Les petits bonheurs de l’enfance

L’action se déroule dans un petit village sicilien, durant les années 1960. Oliva Denaro, la jeune héroïne, rêve d’indépendance et de liberté, dans le microcosme étouffant, où chacun épie tout le monde, que constitue Martorana. Elle ne supporte pas de se sentir jugée. Elle aime les mots et l’enseignement de Rosaria, institutrice un peu trop moderne, en regard des lois archaïques régissant la vie des habitants. Ses moments préférés, pleins d’une innocence enfantine, sont la chasse aux escargots, où l’emmène son père, ou le jeu des nuages, auquel elle s’adonne avec Saro, son ami roux, qu’elle ne devra plus fréquenter une fois pubère, car la séparation des sexes est stricte.

Nous avions grandi dans la cour de sa maison ; nous jouions à changer la couleur de nos cheveux en les couvrant de copeaux de bois, il choisissait ceux de noyer pour être brun comme don Vito, moi ceux de sapin pour être blonde comme ma sœur. Ensuite, nous courions à coupe souffle, nous nous jetions dans la cour bras et jambes écartées, nous les agitions pour faire semblant de voler, puis nous passions un moment à regarder les nuages.

Si les enfants voient dans les formes capricieuses de ces derniers des figures prosaïques, mouton, chien, cerf ou serpent, l’imagination poétique d’Oliva la pousse à inventer des espèces inconnues, témoignant son goût pour les mots :

Bien sûr que si, c’est un marfeuille à cornes. – Ah bon, et ça ressemble à quoi, un marfeuille à cornes ? – Ben quoi, tu ne le vois pas ? À un nuage ! Et j’éclatais de rire.

La difficulté d’être femme

Mais le vert paradis ne dure pas, se confronte sans cesse à la réalité Le récit d’enfance exprime les réactions indignées d’une fillette qui peine à se soumettre aux règles imposées à son sexe. C’est ainsi qu’elle décrit les obligations nées des « linges tachés de rouge », qui lui évoquent « le corps d’un petit animal agonisant », que sa mère appelle le cardinal.

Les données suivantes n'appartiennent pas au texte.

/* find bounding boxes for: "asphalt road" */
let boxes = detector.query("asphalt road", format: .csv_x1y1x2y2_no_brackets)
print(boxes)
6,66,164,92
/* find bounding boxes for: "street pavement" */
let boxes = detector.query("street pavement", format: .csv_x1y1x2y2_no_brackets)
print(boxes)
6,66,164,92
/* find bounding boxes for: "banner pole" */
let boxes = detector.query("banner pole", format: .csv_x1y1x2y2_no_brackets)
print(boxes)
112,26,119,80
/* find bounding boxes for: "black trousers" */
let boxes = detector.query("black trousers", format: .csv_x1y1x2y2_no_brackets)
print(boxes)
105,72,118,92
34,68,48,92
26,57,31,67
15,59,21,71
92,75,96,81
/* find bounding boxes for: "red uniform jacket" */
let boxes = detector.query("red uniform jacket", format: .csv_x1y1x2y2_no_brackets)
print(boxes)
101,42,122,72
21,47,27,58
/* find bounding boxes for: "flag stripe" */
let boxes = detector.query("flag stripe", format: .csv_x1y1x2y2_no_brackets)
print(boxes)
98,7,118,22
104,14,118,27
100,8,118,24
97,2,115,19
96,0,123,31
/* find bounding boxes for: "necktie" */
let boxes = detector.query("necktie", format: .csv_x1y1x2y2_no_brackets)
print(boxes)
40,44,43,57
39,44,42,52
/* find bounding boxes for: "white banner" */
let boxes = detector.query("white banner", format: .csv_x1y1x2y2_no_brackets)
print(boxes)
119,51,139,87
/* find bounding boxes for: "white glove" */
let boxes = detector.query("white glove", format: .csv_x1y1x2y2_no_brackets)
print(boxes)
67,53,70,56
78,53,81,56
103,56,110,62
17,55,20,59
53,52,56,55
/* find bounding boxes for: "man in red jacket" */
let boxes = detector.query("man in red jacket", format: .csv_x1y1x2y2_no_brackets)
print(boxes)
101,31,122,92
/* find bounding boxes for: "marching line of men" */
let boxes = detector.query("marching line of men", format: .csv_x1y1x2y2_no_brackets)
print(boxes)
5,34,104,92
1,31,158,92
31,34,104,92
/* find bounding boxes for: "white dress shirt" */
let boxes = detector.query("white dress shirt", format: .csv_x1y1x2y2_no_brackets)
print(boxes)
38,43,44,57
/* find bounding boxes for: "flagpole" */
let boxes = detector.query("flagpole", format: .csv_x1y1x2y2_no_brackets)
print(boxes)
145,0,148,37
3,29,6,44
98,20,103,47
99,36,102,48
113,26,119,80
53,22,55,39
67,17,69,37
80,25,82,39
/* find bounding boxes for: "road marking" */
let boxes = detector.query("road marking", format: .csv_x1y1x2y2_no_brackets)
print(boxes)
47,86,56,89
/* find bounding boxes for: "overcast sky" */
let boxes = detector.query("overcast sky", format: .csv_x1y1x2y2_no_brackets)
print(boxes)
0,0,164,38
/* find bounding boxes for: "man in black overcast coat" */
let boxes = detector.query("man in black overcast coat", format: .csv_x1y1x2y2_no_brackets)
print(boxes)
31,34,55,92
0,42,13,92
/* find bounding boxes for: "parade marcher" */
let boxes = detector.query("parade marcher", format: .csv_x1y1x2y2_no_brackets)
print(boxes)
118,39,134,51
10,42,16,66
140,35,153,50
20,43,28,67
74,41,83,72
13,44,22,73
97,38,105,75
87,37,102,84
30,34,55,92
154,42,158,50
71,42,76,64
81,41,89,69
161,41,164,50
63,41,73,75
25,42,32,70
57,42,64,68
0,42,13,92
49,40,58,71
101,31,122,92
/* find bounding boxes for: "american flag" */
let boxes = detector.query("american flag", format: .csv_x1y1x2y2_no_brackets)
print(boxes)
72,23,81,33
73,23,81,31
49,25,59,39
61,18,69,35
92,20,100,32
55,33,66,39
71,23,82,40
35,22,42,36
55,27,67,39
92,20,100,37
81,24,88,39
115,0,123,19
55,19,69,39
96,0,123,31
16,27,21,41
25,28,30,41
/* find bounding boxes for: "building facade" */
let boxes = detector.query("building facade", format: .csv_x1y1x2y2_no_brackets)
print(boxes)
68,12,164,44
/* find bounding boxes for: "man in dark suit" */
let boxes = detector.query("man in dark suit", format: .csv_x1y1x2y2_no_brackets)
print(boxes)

Les règles du cardinal, c’est : marche en regardant tes pieds, file droit et reste à la maison. Tant que je ne l’ai pas, je peux travailler au potager, aller au marché vendre nos herbes, des grenouilles ou des escargots avec mon père, viser les garçons au lance-pierre quand ils se moquent de mon ami Saro qui est boiteux, courir dans la grand-rue avec Cosimino et rentrer toute moite, les genoux pleins de terre.

Très tôt, elle vit la féminité comme une malédiction. Elle aime les études, quand la société considère que la place d’une femme, même si elle est victime de violences conjugales, comme Fortunata (au prénom ironique), séquestrée par son mari, se trouve à la maison. Son amour des mots, inconcevable pour une fille, la marginalise.
« Pas ma mère : quand elle m’a demandé comment était le maître qui avait remplacé Rosaria, j’ai répondu : « il est extraordinairement fastidieux. » J’ai reçu une gifle et un reproche en calabrais : » Ces mots n’ont rien à faire dans la bouche d’une fille, Dieu nous en garde ! »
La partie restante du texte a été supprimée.